The Whistler Air van arrived a bit early and filled up with myself and many older tourists, most of which had taken the train up in the morning. The atmosphere at the pontoon on Green Lake was relaxed – we just had to write our names on the manifest and had a chance to wonder before we were boarded. All seats were taken and since I was travelling alone and I was not the heaviest or lightest of the group (who were allocated specific seats) I boarded last, receiving the last seat in the middle, with no leg room. My knees ended up pushed in beside the chair in front, in line with the chest of the person sitting there.

A brief mention of the safety features of the aircraft was made before we were underway, taxiing downwind while we listened to the pilot's commentary and the ATC chatter on the provided headsets. Take off was smooth and we were soon at our cruising altitude of 4500 feet, just below the clouds. It was a scenic 35 minute flight, past many mountains, lakes (some frozen) and then down over the sound and finally over Vancouver Harbour. During the flight we passed a few ferries and even flew over the return train from Whistler.

Landing into Vancouver was dramatic. First we had to fly downwind and then turn 180 degrees to land parallel with a large Holland America Line cruise ship that was departing from the Canada Place terminal.  As you may expect, landing on the water was a bit rough and we decelerated quickly simply due to the drag of the water.  Disembarking from the plane was a bittersweet experience - the end of a fun and scenic flight but regaining feeling in my legs.

It was a short walk back into town to my hotel, where I regrouped and put all the new photos and video onto the laptop for adding here on Travelpod.  This is probably a good time to mention that I have neglected to put any videos on here because Travelpod feels it necessary to down-convert uploaded videos to poor quality interlaced 4:3 affairs, which means poor quality stretched video.
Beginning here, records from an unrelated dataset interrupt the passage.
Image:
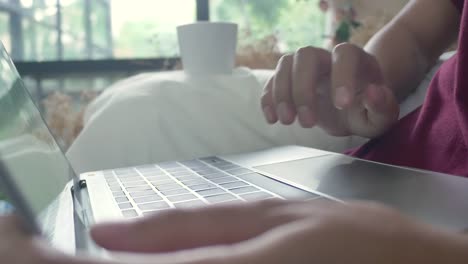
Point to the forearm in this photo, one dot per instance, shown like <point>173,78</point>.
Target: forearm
<point>402,63</point>
<point>411,44</point>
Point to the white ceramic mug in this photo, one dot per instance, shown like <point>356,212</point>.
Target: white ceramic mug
<point>208,48</point>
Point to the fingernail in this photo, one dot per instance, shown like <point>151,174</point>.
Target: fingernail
<point>285,113</point>
<point>305,116</point>
<point>342,97</point>
<point>269,115</point>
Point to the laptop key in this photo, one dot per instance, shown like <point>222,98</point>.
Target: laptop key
<point>224,180</point>
<point>138,188</point>
<point>220,198</point>
<point>141,193</point>
<point>245,189</point>
<point>239,171</point>
<point>193,182</point>
<point>200,187</point>
<point>190,204</point>
<point>153,206</point>
<point>215,175</point>
<point>115,188</point>
<point>206,171</point>
<point>113,184</point>
<point>167,165</point>
<point>134,184</point>
<point>227,167</point>
<point>167,187</point>
<point>129,213</point>
<point>147,199</point>
<point>236,184</point>
<point>256,196</point>
<point>187,178</point>
<point>183,197</point>
<point>125,206</point>
<point>210,192</point>
<point>121,199</point>
<point>118,193</point>
<point>161,182</point>
<point>175,192</point>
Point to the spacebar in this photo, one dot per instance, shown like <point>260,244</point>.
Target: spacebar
<point>287,191</point>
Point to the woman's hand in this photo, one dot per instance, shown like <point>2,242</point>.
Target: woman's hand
<point>284,232</point>
<point>342,92</point>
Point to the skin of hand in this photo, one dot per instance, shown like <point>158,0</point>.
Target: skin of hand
<point>342,92</point>
<point>271,231</point>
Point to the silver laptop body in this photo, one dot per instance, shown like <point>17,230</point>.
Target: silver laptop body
<point>59,205</point>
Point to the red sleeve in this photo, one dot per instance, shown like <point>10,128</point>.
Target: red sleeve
<point>458,4</point>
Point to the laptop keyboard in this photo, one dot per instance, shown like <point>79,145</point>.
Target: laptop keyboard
<point>147,189</point>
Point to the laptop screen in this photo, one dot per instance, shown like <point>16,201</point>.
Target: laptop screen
<point>37,166</point>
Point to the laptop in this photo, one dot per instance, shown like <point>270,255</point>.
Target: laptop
<point>60,206</point>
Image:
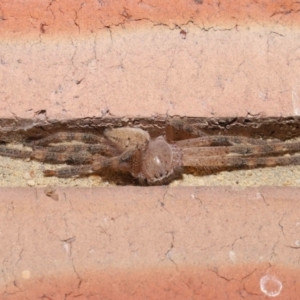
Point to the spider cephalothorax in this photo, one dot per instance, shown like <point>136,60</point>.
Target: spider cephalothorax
<point>154,160</point>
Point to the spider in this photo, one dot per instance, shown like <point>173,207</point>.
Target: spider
<point>154,161</point>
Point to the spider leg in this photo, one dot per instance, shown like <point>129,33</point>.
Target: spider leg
<point>212,162</point>
<point>76,158</point>
<point>121,163</point>
<point>103,149</point>
<point>68,137</point>
<point>222,140</point>
<point>251,150</point>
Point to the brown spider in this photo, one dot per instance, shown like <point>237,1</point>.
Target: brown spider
<point>154,161</point>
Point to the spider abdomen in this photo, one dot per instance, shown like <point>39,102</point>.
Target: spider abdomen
<point>157,161</point>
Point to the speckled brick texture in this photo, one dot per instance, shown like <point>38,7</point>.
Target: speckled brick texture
<point>150,243</point>
<point>63,60</point>
<point>143,58</point>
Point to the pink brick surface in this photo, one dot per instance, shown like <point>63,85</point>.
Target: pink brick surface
<point>79,59</point>
<point>133,58</point>
<point>150,243</point>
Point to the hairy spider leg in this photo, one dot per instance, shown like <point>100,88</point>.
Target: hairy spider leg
<point>238,162</point>
<point>251,150</point>
<point>121,163</point>
<point>103,149</point>
<point>75,158</point>
<point>222,140</point>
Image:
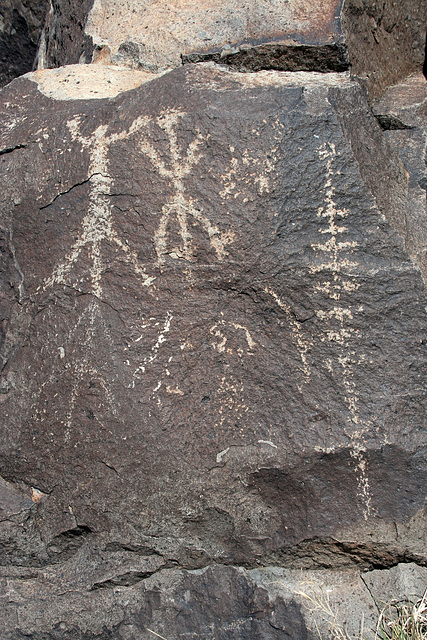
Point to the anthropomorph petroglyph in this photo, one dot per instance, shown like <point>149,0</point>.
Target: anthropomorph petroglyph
<point>180,205</point>
<point>97,225</point>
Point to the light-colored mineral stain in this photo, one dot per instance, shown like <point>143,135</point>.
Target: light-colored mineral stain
<point>161,31</point>
<point>87,82</point>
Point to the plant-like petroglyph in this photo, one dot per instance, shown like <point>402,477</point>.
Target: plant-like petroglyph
<point>302,342</point>
<point>181,206</point>
<point>339,320</point>
<point>97,225</point>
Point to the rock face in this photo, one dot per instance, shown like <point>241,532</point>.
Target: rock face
<point>402,113</point>
<point>382,43</point>
<point>21,23</point>
<point>213,352</point>
<point>213,324</point>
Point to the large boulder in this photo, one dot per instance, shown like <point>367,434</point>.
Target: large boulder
<point>381,42</point>
<point>21,24</point>
<point>213,351</point>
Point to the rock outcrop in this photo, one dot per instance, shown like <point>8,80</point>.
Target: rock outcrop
<point>213,353</point>
<point>381,42</point>
<point>21,24</point>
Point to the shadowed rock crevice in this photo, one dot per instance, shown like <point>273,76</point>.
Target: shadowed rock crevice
<point>280,57</point>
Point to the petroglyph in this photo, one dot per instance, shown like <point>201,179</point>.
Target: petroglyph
<point>180,205</point>
<point>151,357</point>
<point>336,253</point>
<point>97,225</point>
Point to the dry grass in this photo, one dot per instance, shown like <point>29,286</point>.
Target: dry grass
<point>403,620</point>
<point>398,619</point>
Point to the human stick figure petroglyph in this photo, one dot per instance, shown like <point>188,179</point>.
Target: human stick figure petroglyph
<point>181,205</point>
<point>97,225</point>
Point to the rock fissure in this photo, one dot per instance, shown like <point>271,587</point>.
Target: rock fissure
<point>67,191</point>
<point>278,57</point>
<point>12,149</point>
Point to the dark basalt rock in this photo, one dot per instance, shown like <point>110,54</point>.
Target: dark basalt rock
<point>406,103</point>
<point>213,351</point>
<point>22,23</point>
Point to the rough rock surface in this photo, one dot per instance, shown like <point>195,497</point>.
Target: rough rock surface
<point>213,354</point>
<point>21,23</point>
<point>386,40</point>
<point>382,42</point>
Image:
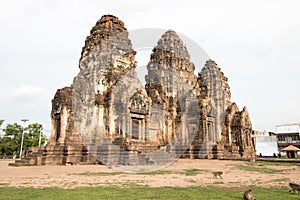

Neil met me in my hotel's lobby earlier than expected - 2 buses were operating the 4:30pm departure from Whistler so 1 had been designated to run express to downtown, saving him half an hour.  This gave us more time to dine in central Vancouver, on this occaission at one of the "The Keg" steak restaurants.  It was sort of a refined version of an American suburban restaurant with decent food and somehow they got away with only hiring hot women in hot dresses to staff the front desk.

After dinner the SkyTrain took Neil and I out to Commercial/Broadway Station from where we made the 10 minute walk east along Broadway to his apartment.  This appears to be a rather asian part of town and indeed the apartment building in which he lives lacks a level designated as 4.  On the way he showed me the area around the station which seemed to cater to a mix of down and outers and arty/student types so everything was cheap and there were a lot of medical centres.  I picked up a 6 pack of Tuborg at the local bottleshop on the way to get me in the mood for my upcomming Scandinavian escapades.

At Neil's place we sat around discussing the world whilst drinking both the recently acquired and some of Neil's regular stock of beers.  Some of his friends from work were meant to be coming over but with the late sunset and the early start in the morning he decided that he didn't want to stay up too late and we wrapped things up when the Tuborg ran out at around 11:30pm.

Once I was back at my hotel downtown I had to prepare myself for the next morning's check out and set the alarm for a 10am start.  Check out is by 11am and I have the upcoming afternoon as my last hours in Vancouver before starting my journey to Oslo.